Ghanian cocoa farmers are proud of their role in their country's economy, Wharton sophomore Richard Stack said, who spent last summer in Tarkwa Breman researching the project’s local impact. He described a call-and-response chant that the government uses to rally cocoa farmers — the government says “Cocoa, Ghana!” and the farmers respond, “Ghana: cocoa!”

That’s why the school had a wealth of farmers for the plantation — Frimpong enlisted students’ parents to work one day every week.

The Tarkwa Breman community mobilized behind the school, Stack said. He added that he noticed how locals referred to it not as “the school" or “a school," but instead as "our school."

“This is the biggest thing that has happened to their village in the last 20 years,” Stack said.

Frimpong grew up in Tarkwa Breman, without electricity and running water until his preteen years. He received a scholarship to attend an urban high school and another to attend Penn.

He wanted to fix the gender inequality he observed in Tarkwa Breman. He noticed young girls became pregnant and could not pursue the same opportunities as their male counterparts. He also saw how some fathers prioritized their sons’ educations over their daughters’.

Frimpong recognized his privilege as a male: “it’s obvious: why is that I’m the guy who was able to go to an Ivy League school?"

Stack said that although he found through his research that the same number of boys and girls are enrolled in Ghanian schools, the educational climate is more nuanced than statistics can illustrate. He relayed the local women’s belief that they must be more educated than men to receive the same level of respect. He added that men receive more scholarships, and establishing this school sends a message about the importance of women.

Frimpong used his life story as a way to raise funds, and he exceeded his goals, thanks to many Penn alumni. He was able to double his budget in 2016.

Frimpong’s project’s other half, the Tarkwa Breman Community Hospital, will open in March after the rest of its equipment donations arrive. The nearest hospital to Tarkwa Breman now is almost 4 hours away.

“Imagine having babies in taxis because there’s no health facility,” Frimpong said of the current situation.

Frimpong was a biology major at Penn.

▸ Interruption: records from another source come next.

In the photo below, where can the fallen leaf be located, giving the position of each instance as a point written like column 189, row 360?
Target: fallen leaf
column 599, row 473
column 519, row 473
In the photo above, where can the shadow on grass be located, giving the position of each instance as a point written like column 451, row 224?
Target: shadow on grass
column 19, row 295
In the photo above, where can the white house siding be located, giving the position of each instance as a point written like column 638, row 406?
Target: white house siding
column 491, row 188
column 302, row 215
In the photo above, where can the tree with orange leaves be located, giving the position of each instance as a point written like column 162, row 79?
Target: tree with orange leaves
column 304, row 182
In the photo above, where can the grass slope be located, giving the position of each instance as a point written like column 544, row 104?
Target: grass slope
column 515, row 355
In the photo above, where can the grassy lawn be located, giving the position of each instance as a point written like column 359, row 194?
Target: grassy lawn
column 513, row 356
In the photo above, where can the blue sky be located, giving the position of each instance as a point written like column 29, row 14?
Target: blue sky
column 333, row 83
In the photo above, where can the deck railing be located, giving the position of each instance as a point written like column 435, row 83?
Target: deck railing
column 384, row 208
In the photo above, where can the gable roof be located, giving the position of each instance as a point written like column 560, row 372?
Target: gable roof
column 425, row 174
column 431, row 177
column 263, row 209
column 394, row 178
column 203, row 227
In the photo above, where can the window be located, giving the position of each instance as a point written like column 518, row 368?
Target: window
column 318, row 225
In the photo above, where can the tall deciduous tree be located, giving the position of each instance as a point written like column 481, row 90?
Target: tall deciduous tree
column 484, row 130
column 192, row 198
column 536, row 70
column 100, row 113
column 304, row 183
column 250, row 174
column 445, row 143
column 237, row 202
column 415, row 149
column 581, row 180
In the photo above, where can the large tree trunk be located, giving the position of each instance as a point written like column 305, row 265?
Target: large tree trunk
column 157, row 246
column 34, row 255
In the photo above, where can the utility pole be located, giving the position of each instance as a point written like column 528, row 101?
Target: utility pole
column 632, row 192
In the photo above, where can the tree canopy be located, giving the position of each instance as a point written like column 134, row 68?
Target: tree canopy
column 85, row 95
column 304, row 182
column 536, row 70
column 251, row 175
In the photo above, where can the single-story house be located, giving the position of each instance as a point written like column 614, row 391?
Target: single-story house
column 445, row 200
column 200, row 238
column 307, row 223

Since he believes the biggest challenge of his project — involving the community — is done, he plans to leave Ghana in 2018 for medical school. He will enlist an executive director trained in international development, who can expand on the project in ways that he couldn't.

Frimpong’s mentor, Penn Medicine professor Harvey Rubin, who also does work in Ghana, praised the President's Engagement Prize. 

“That’s a wonderful thing that a president of a university can do,” he said. “You can impact a Penn student and subsequently a whole community of girls in a remote village in Ghana. [Amy Gutmann] must sleep well thinking about that."